See ya later alligator 🐊 on the dock at Wicca Watchee!

On the fifth day, we moved. Our destination was to leave the river, cross Wynea Bay to the ICW as it passes through the Cape Romain National Preserve. It is an extraordinary place. This is the place that dolphins and egrets go to relax. On this particular day, we stopped after only 20 miles at the South Santee River and anchor at the first significant creek, Minim Creek, on the east side of the river. The wind was howling out of the east, but our anchor held fine and dolphins circled IRENE repeatedly to say hello and to welcome us. There were a lot of local fishermen as well, who for the most part, kept their distance and didn’t wake us too badly. The wind was spectacular for sleeping and we woke to a light rain and fog.
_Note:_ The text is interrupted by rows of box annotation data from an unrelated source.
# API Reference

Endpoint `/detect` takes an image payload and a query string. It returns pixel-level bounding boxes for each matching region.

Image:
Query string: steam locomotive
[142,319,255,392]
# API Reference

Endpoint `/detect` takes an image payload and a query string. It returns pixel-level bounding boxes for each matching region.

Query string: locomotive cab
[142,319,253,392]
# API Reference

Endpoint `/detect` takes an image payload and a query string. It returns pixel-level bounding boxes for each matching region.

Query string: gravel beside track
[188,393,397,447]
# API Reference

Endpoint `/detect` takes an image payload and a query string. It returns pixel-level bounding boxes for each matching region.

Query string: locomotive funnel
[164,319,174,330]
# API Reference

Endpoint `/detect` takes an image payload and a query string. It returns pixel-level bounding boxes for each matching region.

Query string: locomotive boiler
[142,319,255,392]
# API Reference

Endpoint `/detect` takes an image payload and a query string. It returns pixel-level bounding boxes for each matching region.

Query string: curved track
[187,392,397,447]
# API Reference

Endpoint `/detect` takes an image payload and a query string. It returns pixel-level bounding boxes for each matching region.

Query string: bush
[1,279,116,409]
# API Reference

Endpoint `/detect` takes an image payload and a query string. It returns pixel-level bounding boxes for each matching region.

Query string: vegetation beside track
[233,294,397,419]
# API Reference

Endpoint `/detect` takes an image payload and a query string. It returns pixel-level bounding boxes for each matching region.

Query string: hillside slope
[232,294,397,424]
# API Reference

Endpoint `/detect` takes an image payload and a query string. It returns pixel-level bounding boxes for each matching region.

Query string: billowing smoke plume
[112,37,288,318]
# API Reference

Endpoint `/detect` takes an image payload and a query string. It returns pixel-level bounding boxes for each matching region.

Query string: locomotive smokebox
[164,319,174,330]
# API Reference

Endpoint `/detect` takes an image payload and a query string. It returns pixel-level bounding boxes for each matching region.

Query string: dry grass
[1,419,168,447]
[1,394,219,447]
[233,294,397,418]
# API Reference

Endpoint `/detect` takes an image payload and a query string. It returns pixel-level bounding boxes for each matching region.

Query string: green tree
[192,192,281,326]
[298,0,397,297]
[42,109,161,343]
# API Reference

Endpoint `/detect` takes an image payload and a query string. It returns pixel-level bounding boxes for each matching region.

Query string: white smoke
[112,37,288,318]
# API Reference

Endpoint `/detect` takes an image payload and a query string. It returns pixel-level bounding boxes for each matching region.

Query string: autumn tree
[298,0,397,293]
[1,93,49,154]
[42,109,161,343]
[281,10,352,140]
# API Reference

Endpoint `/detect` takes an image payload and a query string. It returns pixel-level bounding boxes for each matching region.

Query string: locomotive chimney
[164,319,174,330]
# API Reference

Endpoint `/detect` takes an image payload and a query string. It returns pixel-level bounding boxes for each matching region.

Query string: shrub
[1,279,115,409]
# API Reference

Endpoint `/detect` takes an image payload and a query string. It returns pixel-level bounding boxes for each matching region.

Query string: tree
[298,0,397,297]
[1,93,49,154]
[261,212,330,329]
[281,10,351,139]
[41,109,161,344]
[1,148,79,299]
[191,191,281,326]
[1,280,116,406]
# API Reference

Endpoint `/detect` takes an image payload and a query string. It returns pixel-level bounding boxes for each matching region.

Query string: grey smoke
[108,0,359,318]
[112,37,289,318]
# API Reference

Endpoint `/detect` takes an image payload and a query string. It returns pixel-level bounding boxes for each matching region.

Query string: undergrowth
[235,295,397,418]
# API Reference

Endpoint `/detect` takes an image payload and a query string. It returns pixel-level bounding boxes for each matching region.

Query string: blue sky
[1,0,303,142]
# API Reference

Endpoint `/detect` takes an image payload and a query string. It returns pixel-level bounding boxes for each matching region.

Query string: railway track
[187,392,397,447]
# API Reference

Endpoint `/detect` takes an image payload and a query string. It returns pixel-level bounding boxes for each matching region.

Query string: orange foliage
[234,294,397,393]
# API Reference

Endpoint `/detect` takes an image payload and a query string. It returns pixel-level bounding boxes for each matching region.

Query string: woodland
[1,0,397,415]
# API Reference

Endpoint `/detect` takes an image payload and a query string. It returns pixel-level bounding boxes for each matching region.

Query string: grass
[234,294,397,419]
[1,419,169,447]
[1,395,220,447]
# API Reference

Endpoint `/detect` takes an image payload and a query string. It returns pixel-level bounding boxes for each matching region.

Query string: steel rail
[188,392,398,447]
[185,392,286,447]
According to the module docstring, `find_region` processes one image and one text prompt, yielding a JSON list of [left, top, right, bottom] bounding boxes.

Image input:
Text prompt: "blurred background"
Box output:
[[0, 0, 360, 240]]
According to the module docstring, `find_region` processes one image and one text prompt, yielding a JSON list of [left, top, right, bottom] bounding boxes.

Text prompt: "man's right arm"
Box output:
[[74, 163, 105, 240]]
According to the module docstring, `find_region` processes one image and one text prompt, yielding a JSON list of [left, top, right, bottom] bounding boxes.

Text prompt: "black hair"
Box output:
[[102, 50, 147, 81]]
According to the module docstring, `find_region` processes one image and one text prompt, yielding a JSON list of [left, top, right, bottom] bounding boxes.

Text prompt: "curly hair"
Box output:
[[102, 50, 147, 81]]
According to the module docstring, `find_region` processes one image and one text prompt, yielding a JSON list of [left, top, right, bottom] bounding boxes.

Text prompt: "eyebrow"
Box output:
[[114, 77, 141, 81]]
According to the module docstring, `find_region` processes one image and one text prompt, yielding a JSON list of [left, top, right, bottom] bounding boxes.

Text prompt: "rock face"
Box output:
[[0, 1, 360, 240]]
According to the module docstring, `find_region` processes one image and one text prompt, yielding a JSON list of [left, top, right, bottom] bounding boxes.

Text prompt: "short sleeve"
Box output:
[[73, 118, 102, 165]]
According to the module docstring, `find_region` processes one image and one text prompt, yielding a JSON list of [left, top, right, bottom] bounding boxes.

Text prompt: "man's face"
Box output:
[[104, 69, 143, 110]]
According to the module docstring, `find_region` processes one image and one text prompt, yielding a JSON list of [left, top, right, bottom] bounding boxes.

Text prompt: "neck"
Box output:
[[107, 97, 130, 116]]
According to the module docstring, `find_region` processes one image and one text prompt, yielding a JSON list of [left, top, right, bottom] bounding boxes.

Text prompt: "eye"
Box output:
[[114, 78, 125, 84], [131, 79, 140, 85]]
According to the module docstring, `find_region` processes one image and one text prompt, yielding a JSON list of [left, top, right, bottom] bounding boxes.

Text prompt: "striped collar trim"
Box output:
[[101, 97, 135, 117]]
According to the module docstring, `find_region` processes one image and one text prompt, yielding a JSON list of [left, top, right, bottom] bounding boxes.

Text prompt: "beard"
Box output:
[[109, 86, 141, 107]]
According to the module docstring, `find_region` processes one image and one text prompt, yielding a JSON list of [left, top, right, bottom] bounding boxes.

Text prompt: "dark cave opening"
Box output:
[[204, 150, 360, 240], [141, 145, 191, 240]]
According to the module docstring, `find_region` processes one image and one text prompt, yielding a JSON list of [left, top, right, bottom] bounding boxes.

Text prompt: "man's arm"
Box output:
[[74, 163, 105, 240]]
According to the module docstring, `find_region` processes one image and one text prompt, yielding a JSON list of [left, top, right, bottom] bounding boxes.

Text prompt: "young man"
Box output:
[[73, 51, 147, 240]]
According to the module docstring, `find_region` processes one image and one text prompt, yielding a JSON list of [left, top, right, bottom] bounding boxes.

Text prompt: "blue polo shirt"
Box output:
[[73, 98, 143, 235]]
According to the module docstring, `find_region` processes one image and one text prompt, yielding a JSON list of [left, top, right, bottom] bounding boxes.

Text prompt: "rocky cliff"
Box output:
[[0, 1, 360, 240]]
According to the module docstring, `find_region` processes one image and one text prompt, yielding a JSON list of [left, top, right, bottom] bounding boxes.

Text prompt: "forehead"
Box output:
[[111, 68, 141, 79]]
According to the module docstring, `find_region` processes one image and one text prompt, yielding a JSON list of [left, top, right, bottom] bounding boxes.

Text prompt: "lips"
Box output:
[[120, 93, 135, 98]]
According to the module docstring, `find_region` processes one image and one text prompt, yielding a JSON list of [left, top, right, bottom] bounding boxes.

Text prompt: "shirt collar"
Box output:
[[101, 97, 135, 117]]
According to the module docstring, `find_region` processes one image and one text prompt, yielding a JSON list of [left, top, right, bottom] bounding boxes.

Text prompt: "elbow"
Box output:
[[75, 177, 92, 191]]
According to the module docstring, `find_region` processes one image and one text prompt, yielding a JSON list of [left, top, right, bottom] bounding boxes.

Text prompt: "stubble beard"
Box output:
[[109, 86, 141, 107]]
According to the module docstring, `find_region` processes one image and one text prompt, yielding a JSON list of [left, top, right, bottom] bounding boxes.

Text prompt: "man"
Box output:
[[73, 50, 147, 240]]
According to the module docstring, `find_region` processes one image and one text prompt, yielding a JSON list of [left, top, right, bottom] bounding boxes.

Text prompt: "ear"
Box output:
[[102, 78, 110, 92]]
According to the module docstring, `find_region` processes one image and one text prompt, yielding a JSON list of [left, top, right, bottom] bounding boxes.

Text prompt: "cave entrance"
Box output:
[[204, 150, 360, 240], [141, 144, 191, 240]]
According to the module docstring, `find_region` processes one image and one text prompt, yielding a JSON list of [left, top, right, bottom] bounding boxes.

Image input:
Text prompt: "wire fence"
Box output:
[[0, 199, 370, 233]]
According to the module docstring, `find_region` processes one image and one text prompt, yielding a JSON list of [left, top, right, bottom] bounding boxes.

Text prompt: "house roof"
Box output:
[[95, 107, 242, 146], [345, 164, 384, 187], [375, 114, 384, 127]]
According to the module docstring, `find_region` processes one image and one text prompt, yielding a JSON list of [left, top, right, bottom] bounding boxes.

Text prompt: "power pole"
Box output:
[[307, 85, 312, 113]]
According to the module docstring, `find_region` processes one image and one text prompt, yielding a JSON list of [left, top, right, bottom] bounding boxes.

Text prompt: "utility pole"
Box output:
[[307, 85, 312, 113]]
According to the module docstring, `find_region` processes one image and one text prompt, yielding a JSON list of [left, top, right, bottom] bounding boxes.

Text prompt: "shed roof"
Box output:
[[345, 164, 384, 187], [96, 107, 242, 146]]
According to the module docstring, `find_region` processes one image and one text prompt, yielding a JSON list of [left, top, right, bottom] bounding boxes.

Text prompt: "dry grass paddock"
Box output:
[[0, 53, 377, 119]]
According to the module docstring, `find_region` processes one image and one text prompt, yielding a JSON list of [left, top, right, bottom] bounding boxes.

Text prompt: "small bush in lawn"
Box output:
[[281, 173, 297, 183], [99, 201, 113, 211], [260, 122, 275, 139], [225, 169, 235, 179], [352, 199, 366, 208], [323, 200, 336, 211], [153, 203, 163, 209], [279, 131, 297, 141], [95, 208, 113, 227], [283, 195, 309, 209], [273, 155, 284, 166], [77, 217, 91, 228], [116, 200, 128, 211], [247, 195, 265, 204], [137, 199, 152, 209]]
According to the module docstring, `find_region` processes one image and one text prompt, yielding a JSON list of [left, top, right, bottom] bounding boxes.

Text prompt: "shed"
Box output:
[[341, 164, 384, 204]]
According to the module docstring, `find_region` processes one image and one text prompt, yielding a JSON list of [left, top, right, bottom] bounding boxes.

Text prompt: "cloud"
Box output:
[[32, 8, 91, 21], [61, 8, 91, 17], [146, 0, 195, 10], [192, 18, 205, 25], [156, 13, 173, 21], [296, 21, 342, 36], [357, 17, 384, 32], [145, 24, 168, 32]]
It was also the first day of duck hunting in SC. Put that all together and we were happy to be back underway early.

A pod of dolphins came along with us for miles up the river.

Early mornings in the low country are spectacular and we were buoyed by the colors, the waves, the wind at our backs, and the rising tide. We made our way to a place we had never been before, Graham Creek. This is a deep creek all the way up to where it bends towards the ocean. Low country grasses and sparse trees block the waves from the ocean and from the ICW, so you get to see the creak opening to one side, the ocean to the other. You can feel the ocean winds, and you hear the ocean crashing, all in the absence of the boat rocking. We anchored in the middle of the creek, just before the bend, in 10 feet of water at mid tide. Everything was lovely until the wind died. It became too hot to be comfortable and rain was on the horizon. And did it ever rain! It was the heaviest rain David and I have ever experienced, including during hurricanes. We laid down and listened to the rain on the roof in a kind of disbelief that the clouds could hold that much water. After the rain, there was no wind, just humidity. OH- and a Kingfisher. He perched right on IRENE’s Bimini and sat majestically, for a long while. I have never been so close to a Kingfisher. For those few minutes, the heat was bearable.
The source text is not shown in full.